# Evasion Attack: Fast Gradient Sign Method (FGSM)

This notebook demonstrates how to perform the Fast Gradient Sign Method (FGSM) evasion attack against our deployed MNIST digit classifier. FGSM is one of the four evasion attack algorithms mentioned in the Security and Privacy of AI Knowledge Guide.

## Overview of FGSM

FGSM, introduced by Goodfellow et al. in 2014, is a one-step attack that creates adversarial examples by perturbing the input in the direction of the gradient of the loss function with respect to the input. The perturbation is scaled by a small epsilon value and the sign of the gradient is used to determine the direction of the perturbation.
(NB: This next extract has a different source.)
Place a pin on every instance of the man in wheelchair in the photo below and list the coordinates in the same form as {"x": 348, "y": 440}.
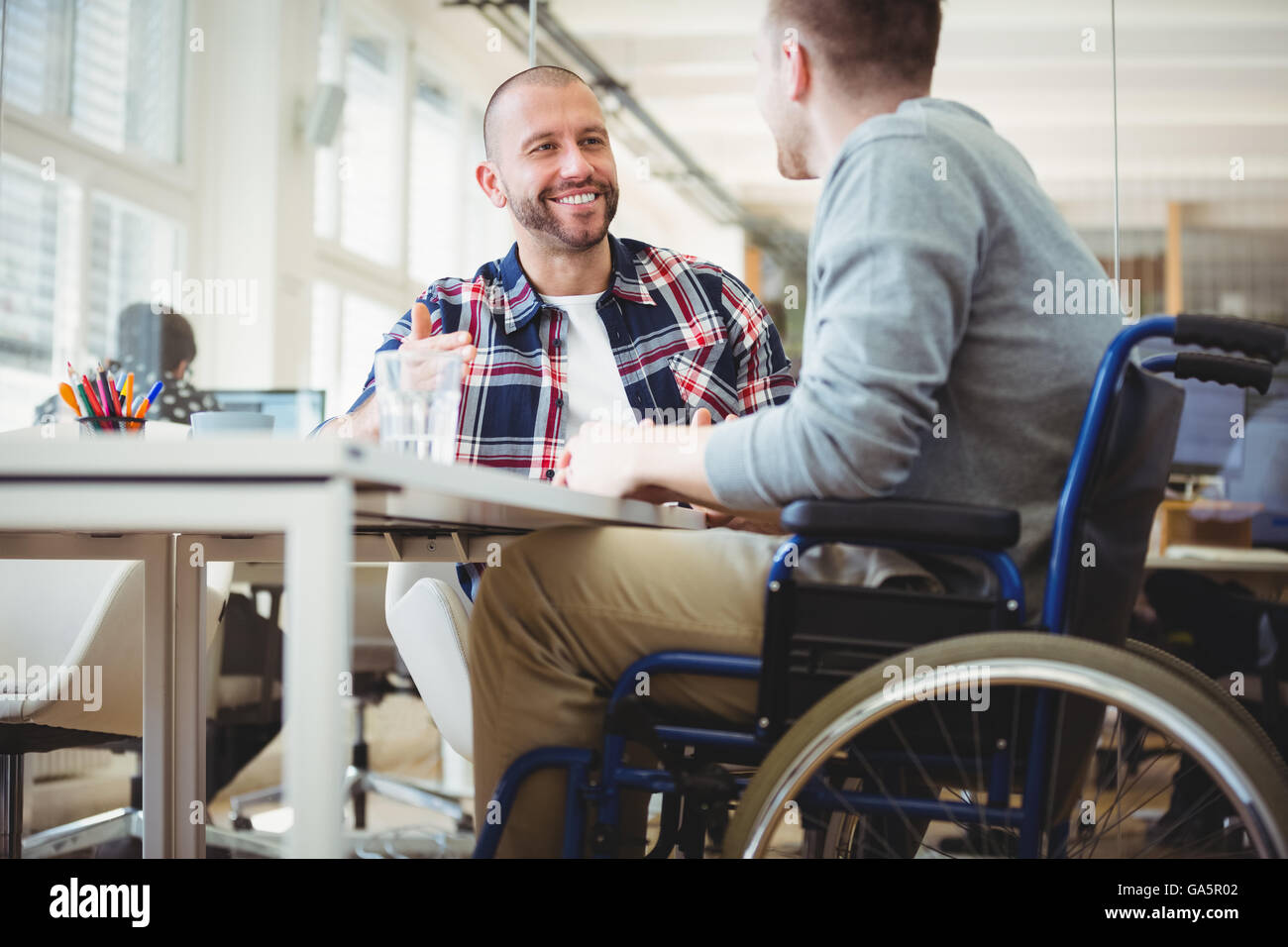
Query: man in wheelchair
{"x": 928, "y": 373}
The mathematical formulation is:

$$x_{adv} = x + \epsilon \cdot \text{sign}(\nabla_x J(\theta, x, y))$$

where:
- $x_{adv}$ is the adversarial example
- $x$ is the original input
- $\epsilon$ is the perturbation magnitude
- $\nabla_x J$ is the gradient of the loss function with respect to the input
- $\theta$ represents the model parameters
- $y$ is the true label

## Steps in this notebook:
1. Import required libraries
2. Set up connection to the deployed model
3. Load test data
4. Implement the FGSM attack
5. Generate adversarial examples
6. Evaluate attack success rate
7. Visualize results

## 1. Import Required Libraries

In [None]:
import numpy as np
import matplotlib.pyplot as plt
import tensorflow as tf
from tensorflow.keras.datasets import mnist
import requests
import json
import time
from tqdm.notebook import tqdm
from PIL import Image
import io
import base64

# Set random seed for reproducibility
np.random.seed(42)
tf.random.set_seed(42)

## 2. Set up connection to the deployed model

We'll create functions to interact with the deployed model API.

In [None]:
# API endpoint of the deployed model
API_URL = "http://localhost:5000"

def get_model_info():
    """Get information about the deployed model"""
    response = requests.get(f"{API_URL}/info")
    if response.status_code == 200:
        return response.json()
    else:
        raise Exception(f"Error fetching model info: {response.text}")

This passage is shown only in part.